Since “State land” means ownerless land that was once controlled by Turkish, British and Jordanian administrations, then Israel, as the sole legitimate sovereign successor seems to have full legal rights to the land. That would include all conditions, restrictions, obligations and responsibilities attached to the land.
Similarly, land which had been gifted or designated by the state to an individual, clan, or village, but was not used, abandoned property, and land in which the owner dies intestate reverts to the State by law.
Beinish’s ruling seeks to overturn the meticulous work of respected expert Plia Albeck, who directed the Civil Department of the State Prosecutor’s Office for 24 years, until she was fired by Attorney General David Libai in 1993, when Yitzhak Rabin became Prime Minister. During her tenure, Albeck was responsible for determining land ownership and provided the legal basis for establishing Jewish
communities in areas acquired by Israel in 1967.
Using Ottoman/Turkish, British and Jordanian law, Albeck, who died in 2005, defined many areas in Judea and Samaria as State land, thus allowing their subsequent designation for settlement. She describes (and defends) her work in Land Use in the West Bank (2002) (in Hebrew), published by Ariel College of Judea and Samaria.
Attempting to reverse Albeck’s efforts for his own agenda, then PM Ariel Sharon, in 2004, when he was formulating his plans to withdraw from the Gaza Strip and Northern Shomron, hired Taliya Sasson, a member of Peace Now and formerly an attorney in the State Prosecutor’s Office. Her report in 2005 castigated government agencies for their involvement in settlement building, sought to redefine State land, and asserted Palestinian claims that all settlements were illegal. Justice Beinish seems intent on implementing Sasson’s report.
Claims that Jews have stolen and built on “private Palestinian land” should be decided by competent objective authorities based on evidence in courts of law not by politically motivated individuals and advocacy groups.

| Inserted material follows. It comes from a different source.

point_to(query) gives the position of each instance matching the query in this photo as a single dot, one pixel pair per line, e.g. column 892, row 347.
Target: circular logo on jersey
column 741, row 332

The larger question, however, is to whom this disputed territory belongs. Since “Palestine” was never a separate legal or sovereign entity, designating land as “Palestinian” or belonging to “the Palestinian people” lacks accuracy and authenticity.
Ironically, Justice Beinish’s decision to make the question of landownership in Judea and Samaria subject to Israeli civil law may provide the basis for establishing sovereignty over and extending the State’s jurisdiction to areas currently under military control. That would be a step forward for Israeli democracy and fulfilling the
historic mission of the Jewish people in the Land of Israel.